1916. A guerra, desde dois anos, consumia a resistência de todos os contendores. Em Portugal, a desordem política dos últimos decênios da Monarquia alastrara com a implantação da República, e o novo regime, logo à nascença, afirmara-se nitidamente antirreligioso. Já em 1910, o Dr. Afonso Costa, ministro da Justiça, declarara que em duas gerações acabaria a Religião em Portugal, e o Dr. Manuel de Arriaga, futuro presidente da República, nomeado apressadamente reitor da Universidade de Coimbra, proclamou, na Sala dos Capelos, perante os professores despojados de suas insígnias, que continuariam a obra sem Deus nem rei.

Logo, a 8 de outubro, três dias depois da revolução republicana, entravam de novo em vigor antigas leis do Marquês de Pombal que expulsavam a Companhia de Jesus e a de 1834, que extinguira os conventos, não podendo os religiosos viver em comunidade. Os padres jesuítas foram presos, enviados para o Forte de Caxias, onde o próprio ministro da Justiça os interrogava, e finalmente expulsos do país em condições ignominiosas. O Bispo do Porto, D Antonio Barroso, missionário excelso, foi exilado. Por todo o país se sucederam as perseguições à hierarquia e aos católicos, com a complacência dos responsáveis, sob a égide da Franco-Maçonaria, da Carbonária e da tristemente célebre Formiga Branca, corte arruaceira do afonsismo, aquela que mais havia de minar o edifício republicano, como escreveu o almirante Machado dos Santos, um dos principais fundadores da República, Ele próprio, no auge da desordem política do regime, viria a ser assassinado, na noite vermelha de 19 de outubro de 1921, com outros dois chefes do 5 de outubro – Antonio Granjo (presidente do Conselho) e Carlos da Maia.

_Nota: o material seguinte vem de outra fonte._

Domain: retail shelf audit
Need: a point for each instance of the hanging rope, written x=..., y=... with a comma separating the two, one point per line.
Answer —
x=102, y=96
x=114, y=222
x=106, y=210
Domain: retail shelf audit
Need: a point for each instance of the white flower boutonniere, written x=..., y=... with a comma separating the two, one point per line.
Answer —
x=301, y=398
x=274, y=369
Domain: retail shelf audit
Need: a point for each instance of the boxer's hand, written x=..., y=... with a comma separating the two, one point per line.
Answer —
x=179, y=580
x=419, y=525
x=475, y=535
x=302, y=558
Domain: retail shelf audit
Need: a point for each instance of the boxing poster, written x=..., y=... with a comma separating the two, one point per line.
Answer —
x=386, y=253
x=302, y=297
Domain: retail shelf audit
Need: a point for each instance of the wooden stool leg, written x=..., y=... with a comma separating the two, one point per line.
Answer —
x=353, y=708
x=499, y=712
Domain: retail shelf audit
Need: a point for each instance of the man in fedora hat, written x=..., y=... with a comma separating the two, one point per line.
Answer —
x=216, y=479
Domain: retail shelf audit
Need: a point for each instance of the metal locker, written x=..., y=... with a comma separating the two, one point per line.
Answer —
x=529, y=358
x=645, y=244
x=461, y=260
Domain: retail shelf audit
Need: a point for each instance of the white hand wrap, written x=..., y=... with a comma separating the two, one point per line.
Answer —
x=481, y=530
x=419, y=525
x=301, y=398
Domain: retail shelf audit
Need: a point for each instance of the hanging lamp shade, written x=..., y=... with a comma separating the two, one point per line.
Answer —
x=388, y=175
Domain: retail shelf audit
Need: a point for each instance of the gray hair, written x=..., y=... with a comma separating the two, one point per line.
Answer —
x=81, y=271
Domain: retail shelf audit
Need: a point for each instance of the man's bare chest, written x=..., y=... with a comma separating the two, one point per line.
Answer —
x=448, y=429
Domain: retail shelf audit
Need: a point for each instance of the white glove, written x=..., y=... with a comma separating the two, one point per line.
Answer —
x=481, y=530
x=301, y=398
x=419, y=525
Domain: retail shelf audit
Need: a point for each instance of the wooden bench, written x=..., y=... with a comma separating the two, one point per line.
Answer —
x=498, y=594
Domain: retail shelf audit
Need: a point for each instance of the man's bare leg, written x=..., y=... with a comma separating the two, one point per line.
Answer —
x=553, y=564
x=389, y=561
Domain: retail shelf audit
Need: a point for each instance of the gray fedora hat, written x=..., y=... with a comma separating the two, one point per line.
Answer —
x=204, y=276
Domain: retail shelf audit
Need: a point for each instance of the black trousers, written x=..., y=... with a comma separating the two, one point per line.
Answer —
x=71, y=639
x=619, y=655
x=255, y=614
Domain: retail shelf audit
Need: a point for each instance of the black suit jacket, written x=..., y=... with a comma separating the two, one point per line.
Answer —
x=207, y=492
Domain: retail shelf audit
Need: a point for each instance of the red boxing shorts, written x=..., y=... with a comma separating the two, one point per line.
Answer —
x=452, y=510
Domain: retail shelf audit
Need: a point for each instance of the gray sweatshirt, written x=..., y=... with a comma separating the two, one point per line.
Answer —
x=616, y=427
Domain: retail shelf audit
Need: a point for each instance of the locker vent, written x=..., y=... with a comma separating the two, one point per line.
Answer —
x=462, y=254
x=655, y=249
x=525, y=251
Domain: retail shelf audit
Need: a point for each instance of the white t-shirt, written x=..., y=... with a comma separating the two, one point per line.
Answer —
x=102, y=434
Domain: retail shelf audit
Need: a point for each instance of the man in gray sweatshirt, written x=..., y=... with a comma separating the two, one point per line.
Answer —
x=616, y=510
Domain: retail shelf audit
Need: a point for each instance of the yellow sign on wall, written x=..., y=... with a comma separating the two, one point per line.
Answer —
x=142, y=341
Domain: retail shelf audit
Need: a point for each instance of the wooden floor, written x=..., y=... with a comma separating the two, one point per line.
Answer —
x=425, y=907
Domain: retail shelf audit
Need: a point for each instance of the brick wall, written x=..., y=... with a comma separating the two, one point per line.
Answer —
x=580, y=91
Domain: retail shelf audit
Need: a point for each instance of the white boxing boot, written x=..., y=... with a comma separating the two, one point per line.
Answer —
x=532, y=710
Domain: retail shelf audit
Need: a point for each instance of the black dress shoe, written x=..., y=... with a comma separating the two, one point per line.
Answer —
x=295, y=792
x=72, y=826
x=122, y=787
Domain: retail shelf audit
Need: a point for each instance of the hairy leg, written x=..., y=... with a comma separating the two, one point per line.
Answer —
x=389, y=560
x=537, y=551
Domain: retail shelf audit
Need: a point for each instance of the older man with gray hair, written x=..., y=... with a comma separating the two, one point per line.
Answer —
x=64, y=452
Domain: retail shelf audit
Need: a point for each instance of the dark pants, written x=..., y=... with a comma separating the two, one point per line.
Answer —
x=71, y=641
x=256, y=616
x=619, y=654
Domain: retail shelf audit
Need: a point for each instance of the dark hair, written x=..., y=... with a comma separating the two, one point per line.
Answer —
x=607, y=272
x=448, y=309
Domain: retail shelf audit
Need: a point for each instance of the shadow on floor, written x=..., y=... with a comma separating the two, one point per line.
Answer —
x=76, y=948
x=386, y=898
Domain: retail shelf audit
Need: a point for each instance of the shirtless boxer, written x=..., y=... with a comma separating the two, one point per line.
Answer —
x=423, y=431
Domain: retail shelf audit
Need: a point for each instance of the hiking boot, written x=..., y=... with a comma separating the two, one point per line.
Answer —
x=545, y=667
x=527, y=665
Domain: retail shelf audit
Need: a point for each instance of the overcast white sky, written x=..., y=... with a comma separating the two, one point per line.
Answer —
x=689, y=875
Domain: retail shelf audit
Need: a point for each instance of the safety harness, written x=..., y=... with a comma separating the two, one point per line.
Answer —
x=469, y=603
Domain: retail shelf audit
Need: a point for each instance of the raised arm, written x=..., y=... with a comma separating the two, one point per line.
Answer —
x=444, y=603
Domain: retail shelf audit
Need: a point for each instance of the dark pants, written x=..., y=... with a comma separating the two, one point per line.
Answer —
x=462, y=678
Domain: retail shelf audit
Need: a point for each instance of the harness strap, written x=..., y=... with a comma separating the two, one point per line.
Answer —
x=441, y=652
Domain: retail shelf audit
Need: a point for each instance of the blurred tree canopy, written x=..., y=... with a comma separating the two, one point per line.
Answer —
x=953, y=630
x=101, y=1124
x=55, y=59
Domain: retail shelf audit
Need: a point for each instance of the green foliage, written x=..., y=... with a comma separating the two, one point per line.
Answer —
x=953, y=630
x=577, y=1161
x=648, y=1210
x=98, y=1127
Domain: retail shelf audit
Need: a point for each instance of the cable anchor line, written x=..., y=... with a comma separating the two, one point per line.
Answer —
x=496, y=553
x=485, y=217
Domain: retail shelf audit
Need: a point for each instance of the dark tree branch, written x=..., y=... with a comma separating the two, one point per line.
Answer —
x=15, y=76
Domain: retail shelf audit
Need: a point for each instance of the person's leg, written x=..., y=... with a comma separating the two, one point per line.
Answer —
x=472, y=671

Mas enquanto o país político se afundava e perdia, o país real conseguia, num ou noutro local mais recôndito, subsistir.

Os ecos do drama que Portugal vivia quase não atingiam os pequenos povoados perdidos nos montes ou no fundo dos vales, como este de Aljustrel, pertencente à freguesia de Fátima, do concelho de Vila Nova de Ourém, lugarejo encravado nos contrafortes da serra de Aire.

Em Aljustrel, as casas e os seus moradores eram simples e modestos. Pastorear rebanhos e agricultar as terras constituíam a ocupação exclusiva daquela gente. ‘Vivia-se na terra a fé simples dos Mandamentos e a Igreja alevantava-se como coração e o centro de toda a povoação’ (Pe. Fernando Leite)

Ali, em duas casas térreas, separadas uma da outra por pouca dezena de metros, viviam duas famílias ligadas por estreito parentesco. Numa casa (imagem abaixo) habitava Antonio dos Santos, com sua mulher, Maria Rosa, e seis filhos, um rapaz e cinco meninas.



Na outra, Manuel Pedro Marto, casado com Olímpia de Jesus, irmã de Antonio dos Santos. A senhora Olímpia era já viúva, com dois filhos, quando casou com o ‘Ti Marto’, em 1897; dele teve mais sete filhos.



Ambas as famílias, dentro da modéstia dos costumes locais, eram suficientemente remediadas, vivendo do cultivo de campos próprios e dos rebanhos que apascentavam.


Lúcia, a filha mais nova do casal Santos, nascida a 22 de março de 1907, e seus primos Francisco (nascido a 11 de junho de 1908) e Jacinta (nascida a 11 de março de 1910), também os mais novos da família Marto, eram os guardadores dos rebanhos paternos.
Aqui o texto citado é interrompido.